- Implementation of a simple age-based strategy in the prevention of cardiovascular disease: the Polypill approach.
Implementation of a simple age-based strategy in the prevention of cardiovascular disease: the Polypill approach.
A combination of medications that simultaneously reduce several cardiovascular risk factors in people above a specified age, without selection based on risk factor measurement, has been proposed as a simple strategy for reducing the risk of cardiovascular disease and shown to be effective in randomized trials (the Polypill approach). To assess acceptance of the Polypill approach and adherence to preventive treatment among individuals taking part in a cardiovascular disease prevention service. Daily treatment with simvastatin (40 mg), amlodipine (2.5 mg), bendroflumethiazide (1.25 mg), lisinopril (5 mg) [or candesartan (4 mg) if cough was reported] and folic acid (0.8 mg) was offered, as separate components, to people ≥ 55 years with no history of cardiovascular, renal or liver disease. An audit of adverse effects, adherence and requests for blood pressure and cholesterol measurement was determined by telephone consultation. Between 2006 and 2010, 269 participants started treatment with the Polypill components. Follow-up ranged from 3 to 48 months (mean 20). A total of 222 participants (83%) adhered to treatment, including 30 (11%) who switched from the angiotensin-converting enzyme inhibitor (lisinopril) to the angiotensin receptor blocker (candesartan) because of cough.
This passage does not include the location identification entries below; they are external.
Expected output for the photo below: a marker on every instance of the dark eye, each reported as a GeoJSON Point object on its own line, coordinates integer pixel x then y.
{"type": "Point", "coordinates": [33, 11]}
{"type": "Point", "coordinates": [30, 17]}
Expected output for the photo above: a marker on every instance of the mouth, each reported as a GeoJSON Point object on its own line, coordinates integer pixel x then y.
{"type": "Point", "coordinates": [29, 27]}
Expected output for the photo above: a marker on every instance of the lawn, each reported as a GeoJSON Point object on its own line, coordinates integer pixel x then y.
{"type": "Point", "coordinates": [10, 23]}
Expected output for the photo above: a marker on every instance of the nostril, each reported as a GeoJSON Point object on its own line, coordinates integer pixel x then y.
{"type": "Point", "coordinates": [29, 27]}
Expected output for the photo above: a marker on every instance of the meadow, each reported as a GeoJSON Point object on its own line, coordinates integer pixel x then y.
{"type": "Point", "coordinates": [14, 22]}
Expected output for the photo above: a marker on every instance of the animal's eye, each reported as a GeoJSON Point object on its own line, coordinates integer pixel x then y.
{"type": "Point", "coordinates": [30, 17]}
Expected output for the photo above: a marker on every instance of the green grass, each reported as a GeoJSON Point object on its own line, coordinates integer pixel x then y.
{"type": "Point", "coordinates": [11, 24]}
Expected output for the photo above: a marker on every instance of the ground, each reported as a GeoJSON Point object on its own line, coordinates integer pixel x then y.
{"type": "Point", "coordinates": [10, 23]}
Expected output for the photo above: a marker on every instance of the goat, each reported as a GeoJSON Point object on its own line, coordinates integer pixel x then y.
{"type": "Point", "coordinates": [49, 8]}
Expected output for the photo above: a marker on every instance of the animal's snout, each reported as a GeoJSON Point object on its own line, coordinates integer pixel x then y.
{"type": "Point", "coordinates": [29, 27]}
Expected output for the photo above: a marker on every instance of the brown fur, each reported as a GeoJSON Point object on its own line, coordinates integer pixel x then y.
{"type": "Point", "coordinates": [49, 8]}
Ten participants (4%) continued to take treatment but stopped taking one or more drugs because of other symptoms, and 37 (14%) stopped all treatment, eight because of adverse effects and 29 for non-medical reasons. No one requested a blood pressure or cholesterol measurement. This is the first demonstration of the application of the Polypill approach in practice. The method was accepted and the Polypill components were well tolerated, with good adherence and no demand for information about risk factors.